New business environments and regulations have reshaped the financial sector. Three experienced forecasters shared their outlooks at the “Redefining The Financial Sector: The Industry Analyst’s View” panel held Monday at the SIFMA Annual Meeting in New York.
From the regulatory fate of high-frequency trading to the commoditization of asset management, these analysts discussed how the financial industry will adapt to the changing marketplace.
Exchanges haven’t won the battle against the big banks yet. Many observers expected exchanges to be the victors and large banks to lose business with the passage of the Dodd-Frank Act as more financial products will be forced to be increasingly transparent or traded on an exchange. “The fact is that this [trend] has been very slow to materialize,” said Daniel Fannon, Jefferies Group’s managing director for brokers, asset managers and exchanges.
Regulators have their sights set on high-frequency trading, but Fannon expects the scrutiny to be “data-driven, not politically driven.” He doesn’t foresee a large overhaul of high-frequency trading rather a fine-tuning that may make the market a little less complex than it currently is.
The two major issues that face brokerages are the possibility of a uniform fiduciary standard and more regulation regarding payments for order flow, said Joel Jeffrey, Keefe, Bruyette & Woods’ managing director of equity research for brokerages. A strict fiduciary standard will have a negative impact on brokers and registered investment advisors because of the cost of building systems to comply with the standard. So Jeffrey expects regulators will increase disclosure requirements for brokers, but not enforce a severe fiduciary standard. “The SEC is quite data-driven and they understand the costs of implementing an overly restrictive policy,” he said.

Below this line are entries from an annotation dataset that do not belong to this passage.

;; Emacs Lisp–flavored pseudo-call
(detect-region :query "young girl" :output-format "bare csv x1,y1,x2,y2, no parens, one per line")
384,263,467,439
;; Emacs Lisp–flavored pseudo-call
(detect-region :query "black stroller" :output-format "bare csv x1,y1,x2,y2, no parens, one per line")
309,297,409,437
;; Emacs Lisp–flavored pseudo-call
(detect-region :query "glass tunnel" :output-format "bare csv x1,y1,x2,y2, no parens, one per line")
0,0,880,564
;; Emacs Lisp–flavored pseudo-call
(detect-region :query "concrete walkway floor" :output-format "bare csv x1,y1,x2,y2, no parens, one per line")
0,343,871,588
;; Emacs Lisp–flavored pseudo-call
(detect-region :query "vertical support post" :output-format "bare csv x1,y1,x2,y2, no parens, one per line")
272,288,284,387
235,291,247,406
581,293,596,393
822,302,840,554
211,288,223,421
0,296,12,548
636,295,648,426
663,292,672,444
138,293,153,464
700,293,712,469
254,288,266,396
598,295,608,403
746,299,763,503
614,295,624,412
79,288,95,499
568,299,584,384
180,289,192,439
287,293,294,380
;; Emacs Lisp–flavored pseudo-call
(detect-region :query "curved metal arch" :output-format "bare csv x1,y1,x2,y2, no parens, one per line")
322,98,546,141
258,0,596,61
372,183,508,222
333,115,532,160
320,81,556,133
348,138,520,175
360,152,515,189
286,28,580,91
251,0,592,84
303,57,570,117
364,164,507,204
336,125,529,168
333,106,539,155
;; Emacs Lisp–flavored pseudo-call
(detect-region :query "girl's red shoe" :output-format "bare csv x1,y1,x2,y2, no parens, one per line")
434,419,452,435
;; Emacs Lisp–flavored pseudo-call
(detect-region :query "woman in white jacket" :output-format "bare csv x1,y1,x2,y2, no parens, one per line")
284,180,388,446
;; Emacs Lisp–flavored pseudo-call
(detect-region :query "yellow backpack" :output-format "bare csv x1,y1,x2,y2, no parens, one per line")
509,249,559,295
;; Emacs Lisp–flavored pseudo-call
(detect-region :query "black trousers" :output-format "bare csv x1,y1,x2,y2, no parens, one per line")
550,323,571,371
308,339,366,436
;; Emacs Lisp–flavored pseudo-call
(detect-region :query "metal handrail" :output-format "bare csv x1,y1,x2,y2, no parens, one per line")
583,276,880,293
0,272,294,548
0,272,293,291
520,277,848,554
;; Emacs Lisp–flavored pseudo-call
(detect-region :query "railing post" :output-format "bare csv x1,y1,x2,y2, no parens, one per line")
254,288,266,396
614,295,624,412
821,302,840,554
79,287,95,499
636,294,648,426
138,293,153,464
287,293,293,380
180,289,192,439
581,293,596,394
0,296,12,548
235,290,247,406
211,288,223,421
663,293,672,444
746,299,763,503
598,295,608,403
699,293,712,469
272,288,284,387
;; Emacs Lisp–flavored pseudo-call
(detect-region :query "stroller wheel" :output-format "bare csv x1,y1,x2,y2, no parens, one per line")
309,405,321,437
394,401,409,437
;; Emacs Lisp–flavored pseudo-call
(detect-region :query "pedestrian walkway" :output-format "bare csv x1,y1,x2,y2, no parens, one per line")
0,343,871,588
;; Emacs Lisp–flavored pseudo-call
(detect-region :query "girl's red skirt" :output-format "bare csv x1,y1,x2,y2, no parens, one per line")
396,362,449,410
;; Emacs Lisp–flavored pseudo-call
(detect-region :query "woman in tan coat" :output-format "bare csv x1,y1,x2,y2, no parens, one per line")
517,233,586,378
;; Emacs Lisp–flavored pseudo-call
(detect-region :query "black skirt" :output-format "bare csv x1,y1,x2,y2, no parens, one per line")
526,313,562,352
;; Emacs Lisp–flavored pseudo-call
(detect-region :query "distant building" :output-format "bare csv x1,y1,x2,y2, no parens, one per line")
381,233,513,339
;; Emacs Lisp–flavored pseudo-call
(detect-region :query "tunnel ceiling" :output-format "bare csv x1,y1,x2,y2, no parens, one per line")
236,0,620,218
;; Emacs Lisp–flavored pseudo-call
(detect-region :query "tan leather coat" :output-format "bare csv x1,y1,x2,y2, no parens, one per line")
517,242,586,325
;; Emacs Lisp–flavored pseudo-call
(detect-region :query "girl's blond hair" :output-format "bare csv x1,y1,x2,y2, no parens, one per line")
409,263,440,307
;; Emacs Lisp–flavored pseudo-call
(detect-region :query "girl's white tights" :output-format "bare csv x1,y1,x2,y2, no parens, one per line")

Though payments for order flow have been in the spotlight recently because of Michael Lewis’ book “Flash Boys: A Wall Street Revolt,” such payments are not a new issue, Jeffrey said. The regulatory discussion about the payments for order flow and conflicts of interest has been going on since the late 1990s. “What will the elimination of this mean for brokers? It’s actually pretty substantial,” Jeffrey said. He noted that about 23% of TD Ameritrade’s commission revenue comes from payments for order flow and that figure is 17% at Etrade. But he expects that regulators will not make significant changes and will instead require more disclosure of payments for order flow to retail investors.
The independent broker and registered investment advisor distribution channels will continue to grow for asset managers as they serve retiring Baby Boomers, said William Katz, Citi’s director of asset managers, broker dealers and exchanges. However, “margins for the asset managers have been going down,” he noted. More competition from new entrants, more interest in passively managed products that carry lower fees, and a continuing commoditization of asset allocation among investment advisors have lead to dropping fees and margins being squeezed. Regulation hasn’t helped the asset management industry either. “Most asset managers will say that their compliance and legal departments are the fastest-growing areas of their businesses,” Katz said.